You are viewing a plain text version of this content. The canonical link for it is here.
Posted to java-user@lucene.apache.org by Otis Gospodnetic <ot...@yahoo.com> on 2003/10/09 16:17:57 UTC
GermanAnalyzer.java GermanStemmer.java
Moving to lucene-user list.
If not the author, maybe some users of this code can tell us how this
uppercase/lowercase business should work.
And the issue even includes patches. I don't use the German* stuff, so
I'm afraid of applying it and breaking things for people who do use
German* classes as they are currently.
Otis
--- Erik Hatcher <er...@ehatchersolutions.com> wrote:
> It seems to be the issue mentioned here as well:
>
> http://nagoya.apache.org/bugzilla/show_bug.cgi?id=18410
>
>
> On Wednesday, October 8, 2003, at 09:41 PM, Otis Gospodnetic wrote:
> > Answer to question comment: possibly because nouns start with a
> capital
> > letter in German, so lowercasing may not be the right thing to do.
> > This is a bit of a guess.
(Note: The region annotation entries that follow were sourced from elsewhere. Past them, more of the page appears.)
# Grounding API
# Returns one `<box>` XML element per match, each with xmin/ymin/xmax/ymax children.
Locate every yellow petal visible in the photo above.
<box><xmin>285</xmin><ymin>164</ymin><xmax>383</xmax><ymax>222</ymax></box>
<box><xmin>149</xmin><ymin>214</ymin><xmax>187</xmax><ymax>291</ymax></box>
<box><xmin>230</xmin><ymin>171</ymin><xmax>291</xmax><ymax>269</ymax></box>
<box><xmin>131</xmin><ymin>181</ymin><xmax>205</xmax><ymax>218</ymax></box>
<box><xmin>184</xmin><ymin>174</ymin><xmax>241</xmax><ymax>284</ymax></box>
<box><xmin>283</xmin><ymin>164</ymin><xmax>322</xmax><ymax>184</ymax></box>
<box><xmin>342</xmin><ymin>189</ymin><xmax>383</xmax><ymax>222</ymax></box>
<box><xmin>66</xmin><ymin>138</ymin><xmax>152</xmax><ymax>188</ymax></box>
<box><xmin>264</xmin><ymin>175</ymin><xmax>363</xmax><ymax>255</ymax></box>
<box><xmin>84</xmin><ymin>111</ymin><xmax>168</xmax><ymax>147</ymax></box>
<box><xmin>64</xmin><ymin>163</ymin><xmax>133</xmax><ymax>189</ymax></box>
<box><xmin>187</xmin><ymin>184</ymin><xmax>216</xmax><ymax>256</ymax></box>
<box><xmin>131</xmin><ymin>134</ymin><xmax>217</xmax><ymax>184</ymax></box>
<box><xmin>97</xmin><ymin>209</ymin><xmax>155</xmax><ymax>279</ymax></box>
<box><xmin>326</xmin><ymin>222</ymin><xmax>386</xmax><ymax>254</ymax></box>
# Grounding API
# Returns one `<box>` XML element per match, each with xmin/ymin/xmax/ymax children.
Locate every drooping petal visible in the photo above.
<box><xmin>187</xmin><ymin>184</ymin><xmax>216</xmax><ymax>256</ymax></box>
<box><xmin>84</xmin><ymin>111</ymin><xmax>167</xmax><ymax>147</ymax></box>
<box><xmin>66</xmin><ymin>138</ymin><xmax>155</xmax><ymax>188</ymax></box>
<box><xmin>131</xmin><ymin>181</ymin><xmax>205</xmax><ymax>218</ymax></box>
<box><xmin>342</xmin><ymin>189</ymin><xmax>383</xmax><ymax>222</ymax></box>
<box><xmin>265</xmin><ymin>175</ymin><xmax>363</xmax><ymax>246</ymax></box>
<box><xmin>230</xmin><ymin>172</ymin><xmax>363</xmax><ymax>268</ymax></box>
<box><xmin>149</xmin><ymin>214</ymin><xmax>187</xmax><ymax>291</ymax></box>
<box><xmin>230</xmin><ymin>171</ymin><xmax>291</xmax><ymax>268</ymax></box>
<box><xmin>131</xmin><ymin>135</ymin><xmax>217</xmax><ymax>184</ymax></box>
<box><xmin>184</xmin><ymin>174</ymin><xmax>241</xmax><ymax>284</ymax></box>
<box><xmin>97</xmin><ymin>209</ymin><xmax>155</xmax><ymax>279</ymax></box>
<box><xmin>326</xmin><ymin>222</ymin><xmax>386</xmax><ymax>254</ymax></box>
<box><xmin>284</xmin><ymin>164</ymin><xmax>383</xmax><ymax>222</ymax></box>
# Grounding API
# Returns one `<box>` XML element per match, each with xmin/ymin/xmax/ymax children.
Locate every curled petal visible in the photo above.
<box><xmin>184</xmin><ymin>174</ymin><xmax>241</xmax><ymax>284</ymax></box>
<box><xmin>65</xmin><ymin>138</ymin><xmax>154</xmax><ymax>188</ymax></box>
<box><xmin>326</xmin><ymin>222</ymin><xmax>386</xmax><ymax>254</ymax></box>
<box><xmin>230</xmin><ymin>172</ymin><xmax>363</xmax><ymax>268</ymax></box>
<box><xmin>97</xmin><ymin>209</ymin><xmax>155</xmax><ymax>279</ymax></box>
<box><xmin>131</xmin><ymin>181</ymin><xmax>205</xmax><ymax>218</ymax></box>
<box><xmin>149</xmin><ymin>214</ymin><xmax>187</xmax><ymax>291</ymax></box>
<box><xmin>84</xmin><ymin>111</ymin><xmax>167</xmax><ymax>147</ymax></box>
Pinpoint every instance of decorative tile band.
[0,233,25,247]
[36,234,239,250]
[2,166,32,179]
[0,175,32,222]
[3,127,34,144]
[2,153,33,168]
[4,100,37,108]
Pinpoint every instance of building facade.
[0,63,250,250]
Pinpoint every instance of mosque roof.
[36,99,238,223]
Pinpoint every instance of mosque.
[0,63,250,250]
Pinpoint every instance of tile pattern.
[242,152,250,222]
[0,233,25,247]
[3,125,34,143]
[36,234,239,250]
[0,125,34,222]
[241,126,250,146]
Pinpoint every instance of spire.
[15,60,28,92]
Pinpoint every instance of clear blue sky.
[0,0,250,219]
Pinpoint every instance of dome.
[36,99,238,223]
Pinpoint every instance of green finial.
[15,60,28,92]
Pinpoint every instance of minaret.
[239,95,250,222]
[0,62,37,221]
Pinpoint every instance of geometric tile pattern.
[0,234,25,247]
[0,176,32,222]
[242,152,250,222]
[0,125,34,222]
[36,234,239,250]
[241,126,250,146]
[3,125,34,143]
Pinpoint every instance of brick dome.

Maybe the author will enlighten us. :)
> >
> > Otis
> >
> > --- ehatcher@apache.org wrote:
> >> ehatcher 2003/10/08 17:08:52
> >> Revision Changes Path
> >> 1.7 +3 -2
> >>
> > jakarta-lucene/src/java/org/apache/lucene/analysis/de/
> > GermanAnalyzer.java
> >>
> >> Index: GermanAnalyzer.java
> >>
> ===================================================================
> >> RCS file:
> >>
> > /home/cvs/jakarta-lucene/src/java/org/apache/lucene/analysis/de/
> > GermanAnalyzer.java,v
> >> retrieving revision 1.6
> >> retrieving revision 1.7
> >> diff -u -r1.6 -r1.7
> >> --- GermanAnalyzer.java 29 Jan 2003 17:18:53 -0000 1.6
> >> +++ GermanAnalyzer.java 9 Oct 2003 00:08:52 -0000 1.7
> >> @@ -169,7 +169,8 @@
> >> {
> >> TokenStream result = new StandardTokenizer( reader );
> >> result = new StandardFilter( result );
> >> - result = new StopFilter( result, stoptable );
> >> + // shouldn't there be a lowercaser before stop word
> filtering?
> >> + result = new StopFilter( result, stoptable );
> >> result = new GermanStemFilter( result, excltable );
> >> return result;
> >> }
> >>
> >>
> >>
__________________________________
Do you Yahoo!?
The New Yahoo! Shopping - with improved product search
http://shopping.yahoo.com
---------------------------------------------------------------------
To unsubscribe, e-mail: lucene-user-unsubscribe@jakarta.apache.org
For additional commands, e-mail: lucene-user-help@jakarta.apache.org
Re: GermanAnalyzer.java GermanStemmer.java
Posted by Gerhard Schwarz <ge...@fpg.de>.
Hello,
Otis Gospodnetic schrieb:
> If not the author, maybe some users of this code can tell us how this
> uppercase/lowercase business should work.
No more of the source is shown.